By Elinor Evans

Published: Wednesday, 22 June 2022 at 12:00 am


22 June 1483 

Dr Ralph Shaw preached a sermon at St Paul’s Cross declaring the late Edward IV’s marriage to Elizabeth Woodville invalid, his children illegitimate and their uncle, Richard of Gloucester (later Richard III), the rightful king.


22 June 1610

William Seymour secretly married Arbella Stuart at Greenwich. News of the marriage caused great consternation at court – the pair were both direct descendants of the Tudor line, so there was the danger of a rival dynasty to that of James I. The pair were separated and imprisoned for marrying without royal permission. Both escaped from captivity and fled for the continent. Seymour managed to reach Ostend but the ship carrying Arbella was overtaken and she was taken back to the Tower, where she remained until her death in 1615.


22 June 1679 

James, Duke of Monmouth, defeats Scottish Covenanters at Bothwell Bridge, on the Clyde near Hamilton. The Covenanters had rebelled against what they saw as the repressive policies of the Duke of Lauderdale, Charles II’s secretary of state in Scotland.


22 June 1922 

The Herrin Massacre. Nineteen strikebreaking miners and guards were murdered by a mob in Herrin, Illinois. Nobody was ever convicted for the crime.


22 June 1941 

Adolf Hitler launched Operation Barbarossa, the German invasion of the Soviet Union. In the next six months Germany occupied what is now Belarus, much of the Ukraine and surrounded Leningrad.

22 June 1948: The Windrush arrives at Tilbury

West Indian émigrés answer Britain’s call for help

On a grey, misty day in June 1948, a former German passenger liner arrived at Tilbury docks on the Thames Estuary – to a storm of media attention. The name of the vessel was the Empire Windrush and its arrival in Britain that day – after setting off from Kingston, Jamaica a month earlier – is now widely remembered as a landmark moment in modern British history.

The reason for its significance lies not in the identity of the ship itself, but in the men and women it had carried across the Atlantic. The hundreds of people who disembarked from the Windrush made up one of the first large groups of West Indians to emigrate to postwar Britain – and they had made the journey because their help was needed.

Three years after the end of the Second World War, severe labour shortages were proving a drag on the British economy. In response, the government came up with the British Nationality Act 1948, giving citizens of Britain’s colonies and the Commonwealth the right to settle in the UK.
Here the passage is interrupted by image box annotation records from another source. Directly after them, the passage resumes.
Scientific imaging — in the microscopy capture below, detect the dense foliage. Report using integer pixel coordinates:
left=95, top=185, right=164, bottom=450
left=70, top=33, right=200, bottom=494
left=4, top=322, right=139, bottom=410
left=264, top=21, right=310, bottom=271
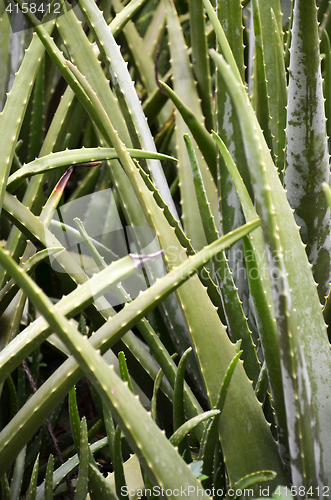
left=0, top=0, right=331, bottom=500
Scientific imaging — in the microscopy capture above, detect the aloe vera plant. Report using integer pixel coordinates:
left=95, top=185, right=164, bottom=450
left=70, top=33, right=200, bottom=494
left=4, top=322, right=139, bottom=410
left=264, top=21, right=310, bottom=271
left=0, top=0, right=331, bottom=500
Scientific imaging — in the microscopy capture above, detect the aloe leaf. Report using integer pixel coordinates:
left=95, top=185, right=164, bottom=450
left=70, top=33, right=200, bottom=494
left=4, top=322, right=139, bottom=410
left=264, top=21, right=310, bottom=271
left=140, top=164, right=226, bottom=322
left=68, top=387, right=81, bottom=453
left=0, top=250, right=210, bottom=498
left=213, top=6, right=331, bottom=481
left=0, top=17, right=54, bottom=215
left=89, top=464, right=118, bottom=500
left=0, top=7, right=11, bottom=111
left=199, top=351, right=242, bottom=476
left=169, top=410, right=220, bottom=446
left=8, top=148, right=177, bottom=192
left=27, top=455, right=39, bottom=500
left=208, top=0, right=252, bottom=317
left=109, top=0, right=146, bottom=38
left=212, top=52, right=320, bottom=485
left=102, top=403, right=115, bottom=459
left=225, top=470, right=275, bottom=500
left=57, top=2, right=132, bottom=146
left=112, top=0, right=171, bottom=124
left=1, top=474, right=11, bottom=500
left=166, top=0, right=217, bottom=250
left=79, top=0, right=178, bottom=218
left=213, top=128, right=288, bottom=458
left=27, top=58, right=45, bottom=160
left=118, top=351, right=134, bottom=394
left=144, top=0, right=166, bottom=56
left=98, top=131, right=286, bottom=482
left=184, top=131, right=260, bottom=384
left=160, top=82, right=216, bottom=183
left=45, top=455, right=54, bottom=500
left=173, top=347, right=192, bottom=431
left=252, top=0, right=272, bottom=149
left=36, top=438, right=107, bottom=500
left=0, top=222, right=260, bottom=471
left=0, top=252, right=163, bottom=380
left=285, top=1, right=331, bottom=303
left=257, top=0, right=287, bottom=175
left=151, top=368, right=164, bottom=422
left=74, top=417, right=89, bottom=500
left=112, top=426, right=126, bottom=499
left=10, top=446, right=26, bottom=500
left=173, top=347, right=192, bottom=463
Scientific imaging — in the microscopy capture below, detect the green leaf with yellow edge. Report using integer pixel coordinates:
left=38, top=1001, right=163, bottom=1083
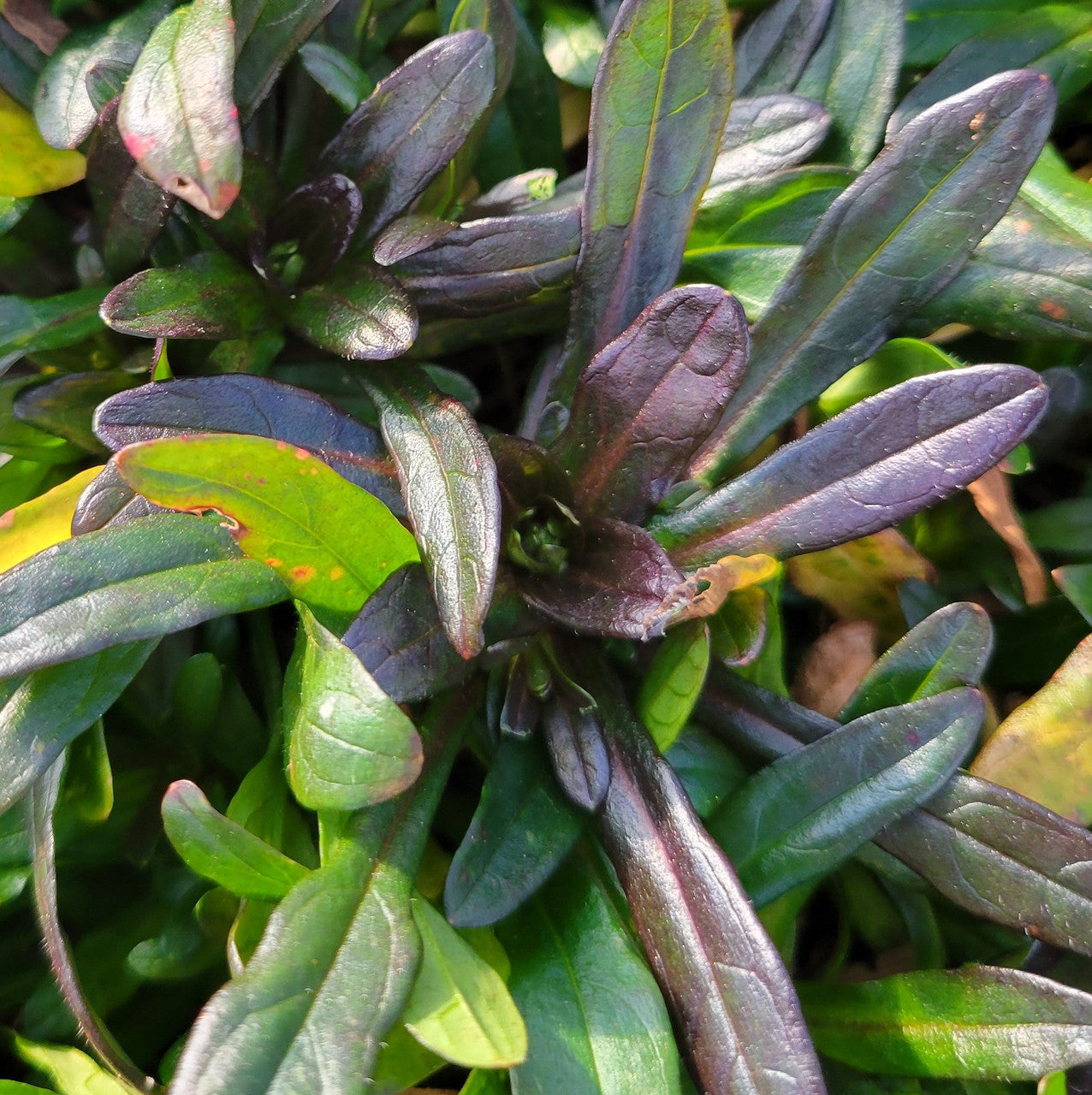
left=0, top=465, right=102, bottom=572
left=0, top=87, right=86, bottom=198
left=116, top=434, right=420, bottom=630
left=786, top=529, right=932, bottom=642
left=402, top=898, right=527, bottom=1068
left=638, top=619, right=709, bottom=752
left=970, top=635, right=1092, bottom=826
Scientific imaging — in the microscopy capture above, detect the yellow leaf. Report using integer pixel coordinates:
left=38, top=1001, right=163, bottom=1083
left=0, top=465, right=102, bottom=572
left=970, top=635, right=1092, bottom=826
left=0, top=90, right=86, bottom=198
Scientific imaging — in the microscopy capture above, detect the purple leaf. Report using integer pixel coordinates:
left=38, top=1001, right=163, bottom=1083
left=395, top=207, right=580, bottom=316
left=371, top=212, right=459, bottom=266
left=341, top=565, right=471, bottom=703
left=553, top=0, right=732, bottom=403
left=552, top=285, right=747, bottom=523
left=251, top=175, right=360, bottom=289
left=736, top=0, right=833, bottom=95
left=519, top=518, right=682, bottom=638
left=650, top=364, right=1047, bottom=567
left=94, top=376, right=404, bottom=513
left=691, top=72, right=1053, bottom=482
left=318, top=31, right=494, bottom=239
left=602, top=678, right=825, bottom=1095
left=543, top=688, right=610, bottom=810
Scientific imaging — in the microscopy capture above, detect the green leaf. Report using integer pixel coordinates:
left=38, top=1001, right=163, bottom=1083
left=283, top=606, right=422, bottom=810
left=709, top=689, right=983, bottom=906
left=1053, top=563, right=1092, bottom=624
left=497, top=865, right=681, bottom=1095
left=801, top=966, right=1092, bottom=1080
left=682, top=167, right=852, bottom=320
left=691, top=72, right=1053, bottom=482
left=99, top=251, right=270, bottom=340
left=0, top=513, right=285, bottom=678
left=287, top=262, right=418, bottom=360
left=162, top=779, right=308, bottom=901
left=364, top=368, right=501, bottom=658
left=231, top=0, right=336, bottom=121
left=169, top=697, right=466, bottom=1095
left=817, top=339, right=959, bottom=418
left=838, top=601, right=994, bottom=723
left=600, top=666, right=823, bottom=1095
left=299, top=42, right=375, bottom=110
left=537, top=0, right=607, bottom=87
left=0, top=286, right=103, bottom=373
left=116, top=434, right=418, bottom=624
left=553, top=0, right=732, bottom=404
left=12, top=1035, right=133, bottom=1095
left=0, top=641, right=156, bottom=814
left=637, top=619, right=709, bottom=752
left=970, top=635, right=1092, bottom=826
left=34, top=0, right=174, bottom=148
left=0, top=89, right=86, bottom=198
left=793, top=0, right=902, bottom=171
left=443, top=735, right=584, bottom=927
left=117, top=0, right=243, bottom=218
left=402, top=898, right=527, bottom=1068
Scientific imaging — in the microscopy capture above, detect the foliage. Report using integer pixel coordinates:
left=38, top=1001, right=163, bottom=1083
left=0, top=0, right=1092, bottom=1095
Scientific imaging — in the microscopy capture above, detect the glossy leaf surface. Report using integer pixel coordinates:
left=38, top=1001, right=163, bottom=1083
left=838, top=601, right=994, bottom=723
left=283, top=607, right=423, bottom=810
left=162, top=779, right=308, bottom=901
left=94, top=376, right=402, bottom=513
left=99, top=252, right=270, bottom=340
left=793, top=0, right=902, bottom=171
left=887, top=4, right=1092, bottom=136
left=365, top=369, right=501, bottom=658
left=318, top=31, right=494, bottom=239
left=443, top=736, right=584, bottom=927
left=117, top=0, right=243, bottom=218
left=552, top=285, right=748, bottom=523
left=519, top=518, right=682, bottom=638
left=288, top=263, right=418, bottom=361
left=709, top=689, right=985, bottom=906
left=602, top=670, right=825, bottom=1095
left=117, top=434, right=418, bottom=623
left=650, top=366, right=1046, bottom=566
left=0, top=515, right=285, bottom=677
left=395, top=208, right=580, bottom=317
left=0, top=641, right=156, bottom=811
left=87, top=101, right=174, bottom=276
left=736, top=0, right=831, bottom=95
left=555, top=0, right=732, bottom=403
left=34, top=0, right=173, bottom=148
left=970, top=636, right=1092, bottom=826
left=232, top=0, right=335, bottom=121
left=801, top=966, right=1092, bottom=1080
left=702, top=95, right=830, bottom=192
left=169, top=701, right=463, bottom=1095
left=343, top=564, right=473, bottom=703
left=402, top=898, right=527, bottom=1068
left=693, top=72, right=1053, bottom=481
left=498, top=868, right=680, bottom=1095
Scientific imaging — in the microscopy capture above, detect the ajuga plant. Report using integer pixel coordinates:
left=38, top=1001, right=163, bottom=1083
left=0, top=0, right=1092, bottom=1095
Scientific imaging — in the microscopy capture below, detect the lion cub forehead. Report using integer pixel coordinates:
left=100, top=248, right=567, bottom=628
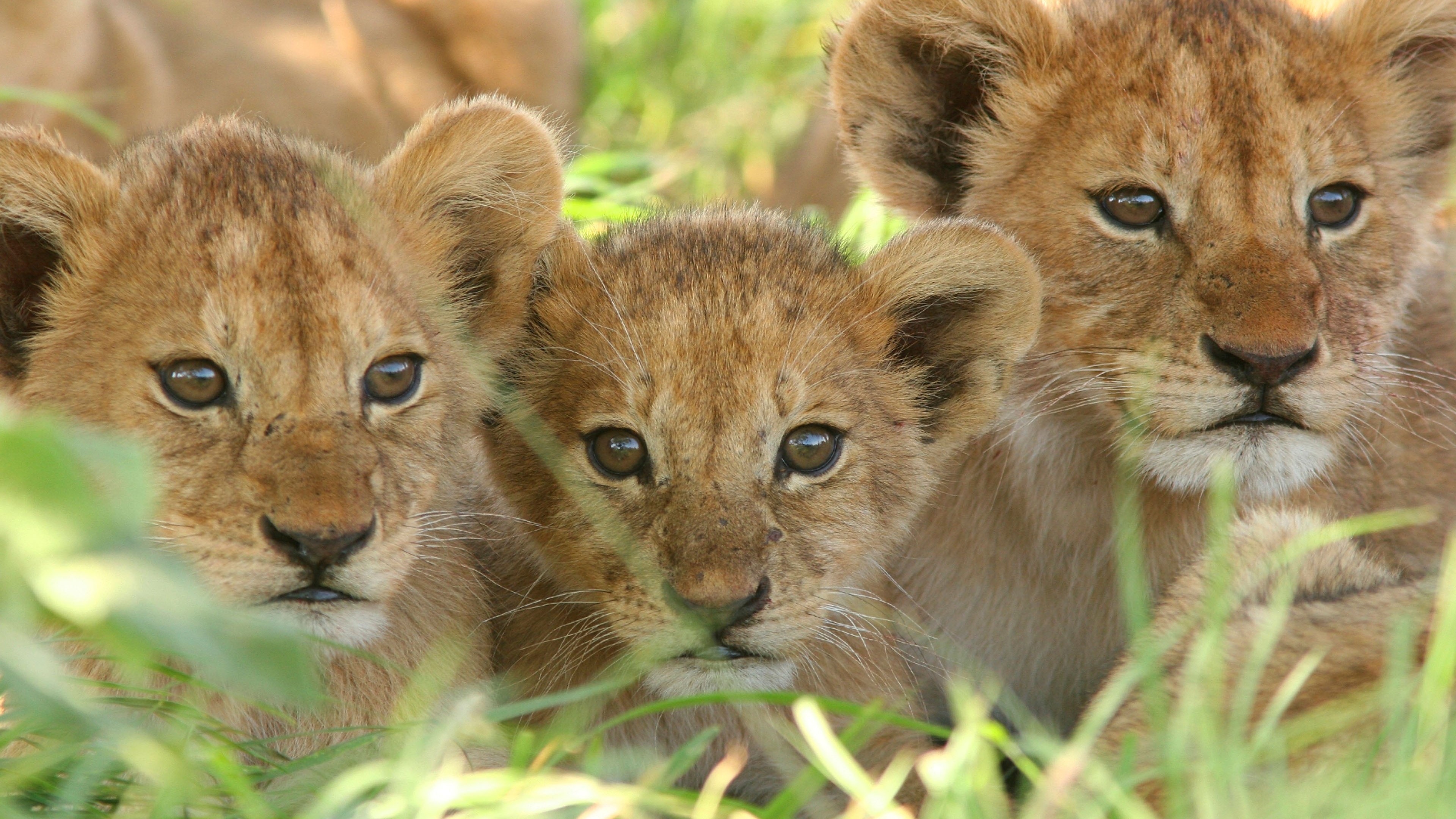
left=556, top=211, right=891, bottom=364
left=540, top=211, right=894, bottom=427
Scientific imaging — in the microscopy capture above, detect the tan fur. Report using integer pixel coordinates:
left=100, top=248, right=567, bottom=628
left=1098, top=508, right=1431, bottom=799
left=832, top=0, right=1456, bottom=729
left=492, top=211, right=1037, bottom=800
left=0, top=0, right=581, bottom=160
left=0, top=98, right=560, bottom=752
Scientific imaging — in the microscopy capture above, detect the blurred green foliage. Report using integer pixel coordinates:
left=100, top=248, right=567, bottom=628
left=579, top=0, right=849, bottom=201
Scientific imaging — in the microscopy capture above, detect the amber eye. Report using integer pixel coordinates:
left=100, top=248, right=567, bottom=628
left=1309, top=184, right=1360, bottom=228
left=157, top=358, right=227, bottom=410
left=364, top=356, right=424, bottom=404
left=587, top=428, right=646, bottom=478
left=1097, top=188, right=1165, bottom=228
left=779, top=424, right=840, bottom=475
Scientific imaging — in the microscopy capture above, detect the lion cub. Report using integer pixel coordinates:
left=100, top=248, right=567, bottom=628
left=491, top=211, right=1040, bottom=799
left=0, top=98, right=560, bottom=752
left=830, top=0, right=1456, bottom=729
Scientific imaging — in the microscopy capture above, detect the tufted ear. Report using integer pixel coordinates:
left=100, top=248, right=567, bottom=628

Some of those who stepped off the Windrush in June 1948 had already arranged accommodation and work. Others, however, arrived with nothing to do and nowhere to live. Some 230 passengers set up home in an old air-raid shelter in Clapham before heading to the labour exchange in neighbouring Brixton. Hostility to their arrival was widespread. Those looking for homes to rent often encountered signs declaring “NO BLACKS”; others were beaten for befriending white people.

For all that, many of the Windrush’s passengers thrived in England. None more so than Sam King, a former RAF engineer. King not only went on to become mayor of Southwark, but helped launch the forerunner of the Notting Hill Carnival. Today, more than 70 years after the Windrush’s famous journey, the carnival is cherished as a celebration of Caribbean culture in London. | Written by Helen Carr


22 June 1981: John McEnroe erupts at Wimbledon

The tennis star’s meltdown leaves spectators in shock

John McEnroe entered the 1981 Wimbledon championships as oneof the most famous sportsmen in the world. The year before, aged just 21, he had lost an epic final to Björn Borg. With his brash, swashbuckling style, McEnroe was already a firm favourite with younger fans, earning the nickname “Superbrat”. Nobody, though, could have expected what came next.

McEnroe was widely expected to cruise to victory in the opening round against his fellow American Tom Gullikson – as indeed he did. But the two men had only been on court for two games when, living up to his billing, Superbrat lost his temper in spectacular fashion.

When McEnroe’s serve – an ace, he thought – was ruled out by the chair umpire, his passion boiled over. “Chalk came up all over the place,” he burst out. “You can’t be serious, man. You cannot be serious! That ball is on the line. Chalk flew up. It was clearly in. How can you possibly call that out?”

At that there were gasps from the crowd. “Everybody knows it’s in in the whole stadi- um, and you call it out?” McEnroe screamed. “You guys are the absolute pits of the world, you know that?”

The umpire gave him a warning. But McEnroe was not deterred. A few moments later, having been reprimanded for smashing his racquet into the ground, he lost his temper again. “You are an incompetent fool, an offence against the world!” he shouted, as the umpire docked him a point.

The tantrum made headlines across the world – a symptom, some said, of a younger generation that had lost all decency. “Disgrace of Superbrat,” screamed the front page of the next day’s Daily Express, while the paper’s star columnist Jean Rook declared McEnroe was as “brattish, brutish, bloody-minded as his red headband”.